Before joining Biztory, I was a fresh graduate in statistics/data science with 5 years of coding on my young shoulders.
R, Python, and in-depth data analysis were my daily cup of tea, and I was delivering my work (and my Ggplot/Matplotlib visualizations) with great enjoyment.
I have never thought of learning Tableau, as I gave for granted that a drag-and-drop tool would not boost the work you can deliver through ‘hardcore’ programming languages, where you can code basically whatever you want.
Little did I know about the other side of the visual BI deal, little did I know about the next level possibilities that this BI tool will open to my work.
After a bit more than a year having my hands on Tableau every day, I can look back and happily share the main points for which Tableau is an amazing tool that will make the life of every analyst easier and way more efficient.
Neuroscience teaches us that the human brain is able to focus on a limited amount of information per time, so it’s no surprise that, when looking for an answer from our data, we make our braincells a favor by limiting the information we display and the number of visualizations to look at.
And here Tableau comes as a magic hand, saving you a bunch of work: not only you can switch the KPIs to display, type of visualization, date granularity, etc., all with a simple click. Beyond that, the chance to add other data and other visualizations in the tooltip allows you to have extra information popping up when hovering on a graph, with Tableau filtering the view on the current selection in an automatic way. These are all great tools to display way more information that you could ever do with a static graph, while keeping the space simple and clear.
This is a short and simple snapshot of how interactive a single dashboard can be, and if you start adding Tableau actions to connect different dashboards, the possibilities are endless.
Data Connections & relative speed
Tableau can connect basically to everything.
The list of available database connections is veeery long, allowing your organization to analyze data stored all over the places (e.g., Microsoft SQL Server, Google Analytics, Salesforce, ...) in the same dashboard, without having to set up API calls. Tableau is well-known to do all this at an incredible speed, optimizing the time necessary to analyze huge amounts of data. Joining different sources is quick and easy, but if you wish to e.g. prepare your data in Alteryx and send it to Tableau, this is also possible, quick, and easy.
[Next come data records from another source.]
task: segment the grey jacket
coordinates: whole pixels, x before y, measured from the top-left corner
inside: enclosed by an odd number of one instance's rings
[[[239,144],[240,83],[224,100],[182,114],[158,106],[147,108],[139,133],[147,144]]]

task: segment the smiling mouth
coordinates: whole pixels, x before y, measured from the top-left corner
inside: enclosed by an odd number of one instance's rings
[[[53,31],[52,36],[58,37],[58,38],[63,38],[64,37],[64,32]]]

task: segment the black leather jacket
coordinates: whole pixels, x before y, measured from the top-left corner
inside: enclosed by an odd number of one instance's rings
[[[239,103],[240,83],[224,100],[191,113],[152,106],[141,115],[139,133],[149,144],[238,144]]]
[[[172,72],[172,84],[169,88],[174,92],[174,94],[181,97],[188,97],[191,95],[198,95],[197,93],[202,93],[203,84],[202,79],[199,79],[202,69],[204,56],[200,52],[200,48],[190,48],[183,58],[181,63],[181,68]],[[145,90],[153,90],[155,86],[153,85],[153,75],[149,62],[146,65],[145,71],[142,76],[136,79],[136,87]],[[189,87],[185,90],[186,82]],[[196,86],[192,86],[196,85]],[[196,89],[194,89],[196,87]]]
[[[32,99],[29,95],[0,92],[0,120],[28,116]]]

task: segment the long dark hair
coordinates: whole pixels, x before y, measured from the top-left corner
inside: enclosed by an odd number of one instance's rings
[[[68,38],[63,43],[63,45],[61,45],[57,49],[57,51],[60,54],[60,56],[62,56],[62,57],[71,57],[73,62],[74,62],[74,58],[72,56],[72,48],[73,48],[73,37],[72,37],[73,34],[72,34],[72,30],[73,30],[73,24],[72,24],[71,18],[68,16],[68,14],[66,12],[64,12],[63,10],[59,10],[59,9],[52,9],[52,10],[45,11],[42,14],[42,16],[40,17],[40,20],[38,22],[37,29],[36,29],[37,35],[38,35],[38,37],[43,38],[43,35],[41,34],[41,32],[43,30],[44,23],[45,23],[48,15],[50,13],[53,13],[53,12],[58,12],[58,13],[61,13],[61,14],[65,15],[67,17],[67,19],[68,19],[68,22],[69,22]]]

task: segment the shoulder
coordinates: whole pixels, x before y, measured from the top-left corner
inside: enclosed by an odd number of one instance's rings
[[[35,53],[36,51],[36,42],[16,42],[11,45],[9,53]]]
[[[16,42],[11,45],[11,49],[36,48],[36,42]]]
Beside this, creating data visualizations is very quick and intuitive in Tableau, and so it is to customize them (colors, labels, axis, ..). If I look back at all the time I spent doing EDA (Exploratory Data Analysis) in R, saving plots one by one, fighting for the right label… sigh, I wish I got to know Tableau before.
a.k.a. share your work with a link
Forget about saving all kinds of different files to send to your colleagues, with a Tableau Server environment you can share your results with a single URL. You can have an URL for Projects, Workbooks, Dashboards, individual visualizations, and even for visualizations already filtered on specific fields as you wish the user to display them.
Tableau Server allows you to schedule automatic data refreshes, so you can wake up every morning with updated reports with no effort nor click.
Security implementation in Tableau is an easy win that allows you to control who can open/create/modify dashboards, projects, and even restrict the views to specific rows in your data for different users.
This can be achieved with:
Licenses & Site Roles
Permissions → both for individual users or groups (e.g. Sales team, HR, ..)
Row-Level Security → same dashboard, different people see different parts of the data based on privacy rules
In short, you don’t have to worry about hiding specific data to specific people, Tableau makes it easy to control who can do what.
I’d like to write a whole chapter about many other functionalities, for example about how easy it is to create custom Maps in Tableau thanks to the automatically generated Lat/Long fields and so on, but this post is already long enough, so yes.. I’ll stop here 😀
All these benefits of course cover a part of the data analysis process, so my point is not to switch to Tableau forgetting about all the other tools, but to understand at which step of the process switching, for example, from Python to Tableau, will save you tons of time and make your results more understandable, clear, and.. pretty!
“Ask a silly question and you'll get a silly answer” still holds true, and this is to me one of the top priorities every analyst should have. Tableau is amazing but it will not transform rubbish in roses, always good to keep in mind.